I am a landlord and I never buy property that I can't afford to sustain on my own. If I buy it, then I'm responsible for it. Of course, rent helps me pay my mortgage, but it's my mortgage and I'm responsible for it, not my renter. I'm fine with the City's efforts to help our renters. Also, I rent to nice people whom I'm sure will pay me when they can, and I'm happy to give my tenants a break on the rent, as I don't need to make a profit during a pandemic. On the off chance that someone will not pay after 120 days or makes no effort to pay rent, then as a landlord, I have legal avenues that I can pursue, but most people are embarrassed to not pay rent and most people want to pay their bills. This shouldn't be a forum for renters vs landlords, or who is the victim, we are all in this together Palo Alto, please let's remember this!


40YearsARenter
Midtown
on Apr 10, 2020 at 10:21 am
40YearsARenter, Midtown
on Apr 10, 2020 at 10:21 am
Like this comment

Agreed, this shouldn't be about renters vs. landlords. Housing concerns everyone - and frankly, we'd all be a bit better if people in RVs didn't have to "Live" on Nelson Drive, in cars on San Antonio, access bathrooms at Cubberly...More (and reasonable) BMRs are needed, and better living wages for workers so they can pay "reasonable" rents. Oh, and don;t forget our seniors, not all of whom are able to add on an additional 3 feet to already lavish homes, the better to "Age in Place in Style" a la Carol Blizer's article glossy color in"Home & Garden Design" -- while their children cant live nearby and the grandkids can't afford to visit...and so, all in lavish homes (Yes, well, They WORKED, for those homes, didn't they? After all?
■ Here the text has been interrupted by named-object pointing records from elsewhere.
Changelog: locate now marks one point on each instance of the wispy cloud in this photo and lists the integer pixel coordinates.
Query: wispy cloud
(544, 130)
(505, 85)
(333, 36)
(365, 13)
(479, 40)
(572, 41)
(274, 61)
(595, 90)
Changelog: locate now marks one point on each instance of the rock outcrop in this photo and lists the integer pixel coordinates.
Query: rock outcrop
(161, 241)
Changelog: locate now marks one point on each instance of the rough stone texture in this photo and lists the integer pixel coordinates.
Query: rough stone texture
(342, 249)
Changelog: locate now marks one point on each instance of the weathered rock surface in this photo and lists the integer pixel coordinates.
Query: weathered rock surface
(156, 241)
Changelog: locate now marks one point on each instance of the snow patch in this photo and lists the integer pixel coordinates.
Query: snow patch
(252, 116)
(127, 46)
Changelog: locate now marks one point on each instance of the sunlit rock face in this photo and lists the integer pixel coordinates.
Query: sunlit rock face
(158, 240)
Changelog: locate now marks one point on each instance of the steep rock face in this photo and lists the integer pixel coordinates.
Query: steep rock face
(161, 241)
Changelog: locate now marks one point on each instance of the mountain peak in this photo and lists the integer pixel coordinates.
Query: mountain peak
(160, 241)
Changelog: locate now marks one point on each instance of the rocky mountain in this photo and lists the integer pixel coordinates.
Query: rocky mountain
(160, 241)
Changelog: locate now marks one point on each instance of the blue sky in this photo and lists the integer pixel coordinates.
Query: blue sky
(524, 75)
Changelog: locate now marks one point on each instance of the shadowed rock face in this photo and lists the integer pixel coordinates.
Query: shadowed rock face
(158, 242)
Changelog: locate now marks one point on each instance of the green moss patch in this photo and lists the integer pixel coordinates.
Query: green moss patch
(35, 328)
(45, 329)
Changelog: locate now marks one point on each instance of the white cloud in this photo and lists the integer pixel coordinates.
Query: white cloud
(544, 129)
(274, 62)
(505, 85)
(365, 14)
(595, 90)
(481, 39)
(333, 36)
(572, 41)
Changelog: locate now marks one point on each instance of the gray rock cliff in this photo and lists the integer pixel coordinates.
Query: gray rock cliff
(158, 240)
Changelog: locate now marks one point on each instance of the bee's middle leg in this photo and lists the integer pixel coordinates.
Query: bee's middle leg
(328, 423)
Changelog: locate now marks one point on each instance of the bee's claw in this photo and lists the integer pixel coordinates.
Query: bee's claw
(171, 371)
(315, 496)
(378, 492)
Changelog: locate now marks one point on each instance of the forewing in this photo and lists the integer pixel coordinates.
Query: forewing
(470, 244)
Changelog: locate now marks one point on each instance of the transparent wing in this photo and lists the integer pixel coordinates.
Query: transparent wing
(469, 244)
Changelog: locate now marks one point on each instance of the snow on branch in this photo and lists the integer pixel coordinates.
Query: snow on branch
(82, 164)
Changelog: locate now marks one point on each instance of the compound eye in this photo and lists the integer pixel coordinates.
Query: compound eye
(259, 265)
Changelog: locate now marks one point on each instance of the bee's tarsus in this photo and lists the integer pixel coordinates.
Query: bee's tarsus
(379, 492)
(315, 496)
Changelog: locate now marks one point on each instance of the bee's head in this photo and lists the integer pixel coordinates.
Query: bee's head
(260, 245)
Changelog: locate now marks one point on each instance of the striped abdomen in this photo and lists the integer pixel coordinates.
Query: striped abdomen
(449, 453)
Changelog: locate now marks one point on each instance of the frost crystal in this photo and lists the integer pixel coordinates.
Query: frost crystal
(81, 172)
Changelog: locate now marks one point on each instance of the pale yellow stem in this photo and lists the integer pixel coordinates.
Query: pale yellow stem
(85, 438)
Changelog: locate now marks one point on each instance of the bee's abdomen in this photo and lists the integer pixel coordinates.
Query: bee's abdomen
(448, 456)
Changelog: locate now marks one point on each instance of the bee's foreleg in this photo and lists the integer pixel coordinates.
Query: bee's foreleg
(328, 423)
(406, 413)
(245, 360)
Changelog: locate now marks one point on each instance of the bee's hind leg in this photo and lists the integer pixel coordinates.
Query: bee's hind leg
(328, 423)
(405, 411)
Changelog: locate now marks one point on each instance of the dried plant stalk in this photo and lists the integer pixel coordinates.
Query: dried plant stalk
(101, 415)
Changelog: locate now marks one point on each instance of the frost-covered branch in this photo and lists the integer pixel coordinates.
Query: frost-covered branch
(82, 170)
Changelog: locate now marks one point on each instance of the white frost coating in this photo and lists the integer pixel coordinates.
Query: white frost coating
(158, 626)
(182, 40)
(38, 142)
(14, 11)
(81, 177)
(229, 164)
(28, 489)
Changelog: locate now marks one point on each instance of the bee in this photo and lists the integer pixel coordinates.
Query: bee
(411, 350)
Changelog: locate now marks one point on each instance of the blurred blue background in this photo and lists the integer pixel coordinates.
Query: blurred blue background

They earned it, they own it...) (And they will shows us that they can take it with them, yes?!) "Aging in place" adding 3 feet while families live in RVs and cars on nearby streets...three feet? Soon 6 feet under...Expensive Tombs, I'd say. Yes agree, we are all in this together, so let's Build Housing for Workers, Renters, seniors...This forum shouldn;t be about renters vs. landlords any more than...Washington should be about GOP & Dems....Hmmm?


Resident
Mayfield
on Apr 10, 2020 at 7:48 pm
Resident, Mayfield
on Apr 10, 2020 at 7:48 pm
3 people like this

My current lease, started in last May (2019) with 23% increase (plus $100 parking), is about to expire. I was asked to select an option between a 12-month lease with 8.3% increase and a month-to-month lease in the middle of COVID-19 pandemic. I really don't know how to make a decision during this declining economy. Is it any resources help to resolve this issue? Thanks!


common sense
Midtown
on Apr 11, 2020 at 3:13 pm
common sense, Midtown
on Apr 11, 2020 at 3:13 pm
5 people like this

The city should also help out by deferring utility bills.


Rentedout
Another Palo Alto neighborhood
on Apr 21, 2020 at 5:48 am
Rentedout, Another Palo Alto neighborhood
on Apr 21, 2020 at 5:48 am
5 people like this

Be prepared for home values, whether you rent it out or not, to tank unless the businesses in PA opens up soon. No more foreign money moving in and paying cash, high tec businesses have seen their valuations shrink so no more cashing in on IPOs etc. And no one wants to pay overpriced rent to live next to a ghost downtown. See how this works when the Gov won’t even give us a date to reopen basic CA businesses? No end in sight, and just the CA government bureaucrats have job security and full pay.


Michelle
Another Palo Alto neighborhood
on Jun 21, 2020 at 9:10 pm
Michelle , Another Palo Alto neighborhood
on Jun 21, 2020 at 9:10 pm
6 people like this

I'm concerned about my father who relies on his rental properties to provide his income. It's his only income. And he has kept the rent under the norm for his tenants that have been with him for years. So this is a major blow to his income as well. He has property taxes on 3 properties and fees and repairs to make. Yet one tennant has not been paying rent for 3 months without documentation and his backs against the wall here. What are people whose only income are their rental property income supposed to do? Where's the break for them? There needs to be more to this, more balance.